Synchronization: OpenAI may eventually enable passkey synchronization across Atlas installations, similar to how other browsers evolved from device-bound to synced passkeys.

Password Manager Integration: 1Password already supports Atlas via browser extension (release notes). Other password managers (Bitwarden, Dashlane, etc.) may follow.

OpenAI Agent Access: A compelling possibility is that OpenAI could make Atlas passkeys accessible to OpenAI agents. Imagine AI assistants that can authenticate on your behalf using securely managed passkeys - a natural extension of OpenAI's broader agent vision. This could enable agents to perform authenticated actions across services while maintaining security through passkey-based authentication.

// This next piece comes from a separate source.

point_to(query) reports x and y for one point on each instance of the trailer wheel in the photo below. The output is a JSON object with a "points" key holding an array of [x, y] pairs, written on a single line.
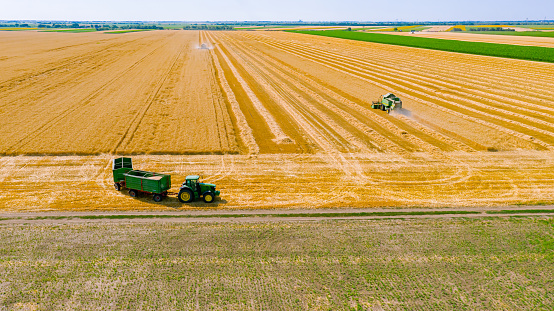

ChatGPT Atlas represents OpenAI's ambitious entry into the browser space, but its passkey implementation remains limited. Let's answer the questions posed at the beginning:

Atlas supports passkeys, including device-bound platform passkeys (as shown in the attestation above) and iCloud Keychain passkeys (ChatGPT Atlas release notes). The implementation uses WebAuthn correctly, but capabilities depend on which passkey provider you use.

Yes, Atlas supports platform passkeys. The "authenticatorAttachment": "platform" parameter and "transports": ["internal"] confirm that passkeys are created using a platform authenticator. Whether a passkey is device-bound or synced depends on the passkey provider (e.g. Atlas device-bound vs iCloud Keychain).

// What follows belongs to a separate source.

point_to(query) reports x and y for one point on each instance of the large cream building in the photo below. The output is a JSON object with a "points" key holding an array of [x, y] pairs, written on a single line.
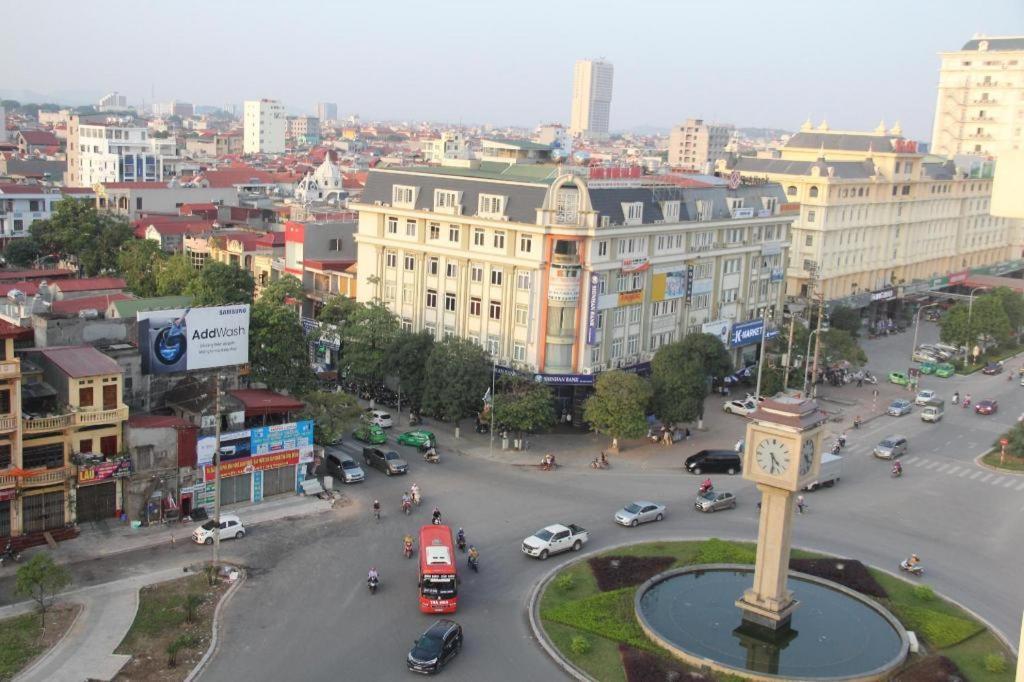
{"points": [[876, 213], [980, 107], [564, 276]]}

Yes, Atlas supports external security keys (roaming authenticators) such as YubiKeys. The WebAuthn implementation in Atlas handles both platform authenticators and roaming authenticators. You can register and authenticate with a hardware security key connected via USB, NFC, or Bluetooth.

Yes, Atlas integrates with:

• iCloud Keychain: Save and use iCloud Keychain passkeys (release notes)
• 1Password: Full browser extension support with autofill and passkey management (release notes, 1Password blog)

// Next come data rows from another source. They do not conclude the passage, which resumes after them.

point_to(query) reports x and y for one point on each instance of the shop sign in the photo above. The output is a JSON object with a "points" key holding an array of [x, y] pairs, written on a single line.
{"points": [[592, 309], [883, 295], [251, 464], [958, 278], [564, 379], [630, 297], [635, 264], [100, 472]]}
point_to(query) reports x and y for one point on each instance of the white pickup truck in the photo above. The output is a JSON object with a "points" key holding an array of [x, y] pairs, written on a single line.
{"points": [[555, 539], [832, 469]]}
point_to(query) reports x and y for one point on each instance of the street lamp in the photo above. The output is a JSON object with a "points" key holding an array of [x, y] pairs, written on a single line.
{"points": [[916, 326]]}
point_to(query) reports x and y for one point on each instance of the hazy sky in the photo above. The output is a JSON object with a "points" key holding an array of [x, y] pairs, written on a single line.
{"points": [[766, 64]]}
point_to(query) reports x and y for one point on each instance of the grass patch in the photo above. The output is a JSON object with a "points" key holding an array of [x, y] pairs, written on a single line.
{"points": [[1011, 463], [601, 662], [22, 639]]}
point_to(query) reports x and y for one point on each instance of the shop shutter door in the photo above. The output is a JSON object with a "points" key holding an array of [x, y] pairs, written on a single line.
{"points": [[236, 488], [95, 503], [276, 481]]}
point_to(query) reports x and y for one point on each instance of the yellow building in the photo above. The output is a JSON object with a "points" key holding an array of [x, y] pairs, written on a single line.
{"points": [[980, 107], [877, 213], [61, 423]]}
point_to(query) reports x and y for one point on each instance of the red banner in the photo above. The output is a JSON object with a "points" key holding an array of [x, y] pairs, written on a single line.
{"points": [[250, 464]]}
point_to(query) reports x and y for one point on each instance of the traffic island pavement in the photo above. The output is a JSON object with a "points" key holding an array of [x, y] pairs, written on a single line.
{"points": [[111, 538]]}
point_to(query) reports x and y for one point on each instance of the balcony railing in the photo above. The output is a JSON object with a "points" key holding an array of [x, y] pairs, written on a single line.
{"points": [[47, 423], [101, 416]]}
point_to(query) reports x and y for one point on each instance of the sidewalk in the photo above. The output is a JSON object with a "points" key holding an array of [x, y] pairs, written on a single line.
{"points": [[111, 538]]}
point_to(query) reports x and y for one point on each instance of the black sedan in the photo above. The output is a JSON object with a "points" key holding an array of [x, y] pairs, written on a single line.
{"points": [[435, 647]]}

Note: Google Password Manager does not work in Atlas — it's built into Chrome and cannot be installed as an extension. For passkeys stored there, use QR code-based cross-device authentication.

Atlas's unique AAGUID (c3596e4b-b5a1-47ed-b979-0b4278368d1e) identifies the authenticator model; it does not determine credential-store integration (FIDO spec).

Do:

• Use iCloud Keychain: Select "Save another way" when creating passkeys to sync across your Apple devices.
• Install 1Password: The 1Password browser extension works in Atlas with full autofill and passkey support (release notes).
• Use QR codes: For passkeys stored in providers without Atlas extensions (e.g. Google Password Manager, Bitwarden), use QR code-based cross-device authentication.

Don't:

• Rely on defaults: Avoid device-bound passkeys (the default) if you need multi-device access.
• Expect Google Password Manager: It's built into Chrome and cannot be installed in Atlas — use QR codes instead.

For now, Atlas passkeys are best avoided for critical accounts. The infrastructure exists but lacks the polish and integration of mature passkey implementations in Chrome, Safari or Edge. As OpenAI develops Atlas, expect these capabilities to evolve - particularly if they pursue the vision of agent-accessible authentication.

Best Approach: Continue using established browsers and password managers for critical authentication while monitoring Atlas's evolution. When (and if) OpenAI enhances passkey support, the foundation they're building today will become more useful.